It seems I have had a number of the same conversations in recent weeks about a very particular topic, and some could argue a design flaw, with the most basic of VMware vSphere deployments. This has to do with using an overly simplistic deployment whereby the ESX host is only configured with (1) VMKernel port, primarily VMK0. While this “works fine” there is some simple inherent issues that can occur downstream with such a basic configuration. Let’s take a short look at the problem, but I am surprised it’s 2022 and some basic fundamentals of vSphere are still mis-understood
Let’s take this simple design shown below and break down what is happening. We need to assume the following is configured as well
- LACP is not configured
- Management, and vMotion services are configured on VMK0 (default out of the box)
- VMK0 has is the only routable interface
- Virtual Switch is configured for active/active of the pNICs
The question we now have to ask is how is traffic flowing for everything in this host? It’s pretty simple really. On boot VMK0 will bind to ONE of the two pNICs based on the assumptions above. This means ALL traffic will flow over a single pNIC including most of your network based storage connections. As you add services and storage the only path to mount these is via VMK0 and thus pNIC1. Are we starting to see the problem? The second NIC is totally “unused”. Now this is a big deal on 1G connection and maybe sometimes even on a 10G or 40G connection. The real issue IMO is “wasting” the other pNIC for any host level services, let alone the potential security implications and risks associated with this.

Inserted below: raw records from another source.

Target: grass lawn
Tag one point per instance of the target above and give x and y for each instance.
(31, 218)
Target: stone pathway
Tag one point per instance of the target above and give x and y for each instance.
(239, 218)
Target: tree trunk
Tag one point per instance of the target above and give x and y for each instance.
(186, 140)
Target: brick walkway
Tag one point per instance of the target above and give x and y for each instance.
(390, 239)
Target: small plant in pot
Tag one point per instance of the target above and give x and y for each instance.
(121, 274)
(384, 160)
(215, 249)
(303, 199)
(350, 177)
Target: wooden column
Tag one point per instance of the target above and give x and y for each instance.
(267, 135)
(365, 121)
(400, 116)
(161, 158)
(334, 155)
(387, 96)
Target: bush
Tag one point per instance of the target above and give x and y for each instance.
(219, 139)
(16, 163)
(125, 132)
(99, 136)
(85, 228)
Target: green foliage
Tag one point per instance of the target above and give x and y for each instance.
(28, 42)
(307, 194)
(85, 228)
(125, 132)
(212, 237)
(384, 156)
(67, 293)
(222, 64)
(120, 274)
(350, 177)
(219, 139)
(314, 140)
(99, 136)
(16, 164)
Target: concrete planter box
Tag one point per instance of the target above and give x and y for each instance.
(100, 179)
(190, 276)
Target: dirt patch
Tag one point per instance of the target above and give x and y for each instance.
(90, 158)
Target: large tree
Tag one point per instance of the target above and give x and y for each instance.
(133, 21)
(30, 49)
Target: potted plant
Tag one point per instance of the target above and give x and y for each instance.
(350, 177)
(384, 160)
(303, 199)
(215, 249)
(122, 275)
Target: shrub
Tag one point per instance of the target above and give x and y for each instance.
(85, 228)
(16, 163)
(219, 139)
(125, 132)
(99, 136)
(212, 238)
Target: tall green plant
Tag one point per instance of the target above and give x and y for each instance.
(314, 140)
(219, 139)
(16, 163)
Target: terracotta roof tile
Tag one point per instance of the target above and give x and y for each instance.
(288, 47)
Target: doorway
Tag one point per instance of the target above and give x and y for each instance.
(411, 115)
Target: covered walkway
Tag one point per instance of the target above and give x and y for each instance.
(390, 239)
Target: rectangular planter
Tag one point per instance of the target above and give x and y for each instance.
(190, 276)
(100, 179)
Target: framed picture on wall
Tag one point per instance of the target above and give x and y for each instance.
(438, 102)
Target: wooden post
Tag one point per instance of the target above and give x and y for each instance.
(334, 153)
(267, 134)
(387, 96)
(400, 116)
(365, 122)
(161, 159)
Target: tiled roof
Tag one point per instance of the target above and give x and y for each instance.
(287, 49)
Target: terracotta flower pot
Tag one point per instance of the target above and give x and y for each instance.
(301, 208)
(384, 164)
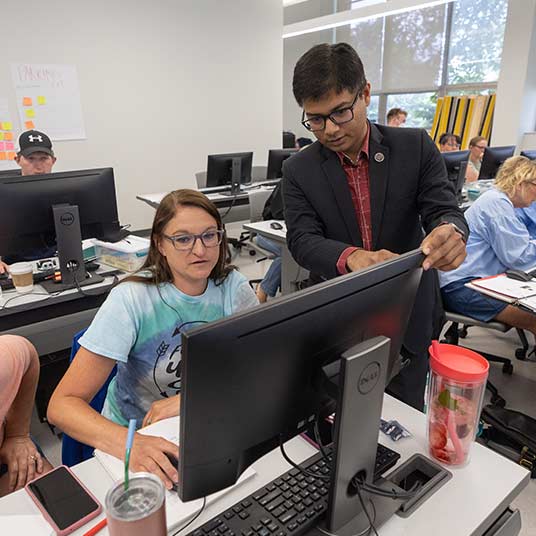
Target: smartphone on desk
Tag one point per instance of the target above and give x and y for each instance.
(63, 500)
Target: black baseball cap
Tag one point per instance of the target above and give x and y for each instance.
(33, 141)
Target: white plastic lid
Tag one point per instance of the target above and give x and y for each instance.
(20, 268)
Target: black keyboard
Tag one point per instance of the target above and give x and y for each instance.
(293, 503)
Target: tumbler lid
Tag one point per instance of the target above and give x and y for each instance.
(457, 363)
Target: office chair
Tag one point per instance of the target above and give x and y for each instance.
(73, 451)
(454, 333)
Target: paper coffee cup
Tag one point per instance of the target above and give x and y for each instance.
(22, 276)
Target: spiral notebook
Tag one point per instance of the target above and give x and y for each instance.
(177, 512)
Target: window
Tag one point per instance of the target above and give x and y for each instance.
(420, 108)
(414, 49)
(372, 110)
(476, 40)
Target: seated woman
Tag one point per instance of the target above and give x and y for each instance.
(498, 240)
(184, 282)
(20, 460)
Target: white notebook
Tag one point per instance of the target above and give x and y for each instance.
(177, 512)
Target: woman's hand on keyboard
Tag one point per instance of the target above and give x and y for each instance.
(162, 409)
(151, 454)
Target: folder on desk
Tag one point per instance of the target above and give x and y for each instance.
(519, 293)
(177, 512)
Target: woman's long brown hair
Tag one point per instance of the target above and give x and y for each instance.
(156, 263)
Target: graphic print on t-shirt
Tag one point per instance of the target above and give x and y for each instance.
(167, 366)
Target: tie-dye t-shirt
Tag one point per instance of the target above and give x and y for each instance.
(140, 327)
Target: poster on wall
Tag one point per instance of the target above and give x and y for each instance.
(7, 138)
(48, 99)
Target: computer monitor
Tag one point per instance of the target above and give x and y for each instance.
(231, 169)
(10, 173)
(529, 154)
(493, 159)
(42, 211)
(254, 379)
(452, 160)
(276, 157)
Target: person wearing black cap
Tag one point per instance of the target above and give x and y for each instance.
(35, 154)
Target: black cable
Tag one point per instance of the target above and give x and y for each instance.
(193, 518)
(296, 466)
(371, 522)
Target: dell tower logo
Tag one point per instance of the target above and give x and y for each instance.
(369, 378)
(67, 218)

How most vSphere architects have solved this is simple. Add more VMKernel ports for specific traffic and manipulate the Distributed Port Group teaming settings to re-path the communications. In some cases do this over L2 connections so ensure minimal routing. Here is a simple example of this concept
Lastly if you wanted to expand on this even more here is a table that breaks down using multiple VMKernel ports as shown above I have used many times in past designs. Here you can see we force traffic to active and standby uplinks, (assuming still there is no LACP), thus utilizing both pNIC’s to their fullest extent.
VMKernel | Name | VLAN Type | TCP Stack | Services | UpLink1 | UpLink2 |
vmk0 | Management | L3 | Default | Mgmt Only | Active | Standby |
vmk1 | vMotion-1 | L2 | Default | VMotion Only | Standby | Active |
vmk2 | vMotion-1 | L2 | Default | VMotion Only | Active | Standby |
vmk3 | ESX-NFS | L2 | Default | none | Standby | Active |
vmk5 | iSCSI-1 | L2 | Default | none | Active | UNUSED |
vmk6 | iSCSI-2 | L2 | Default | none | UNUSED | Active |
There are other uses for more VMKernel ports for other traffic such as NSX-T, backup, cold migration, replication etc. However, this basic foundational mistake seems to be all too common. Once you are setup in this way, you have a lot more options to your overall design. In another post I may show how this can also affect the Storage Migration (Storage vMotion) process as well.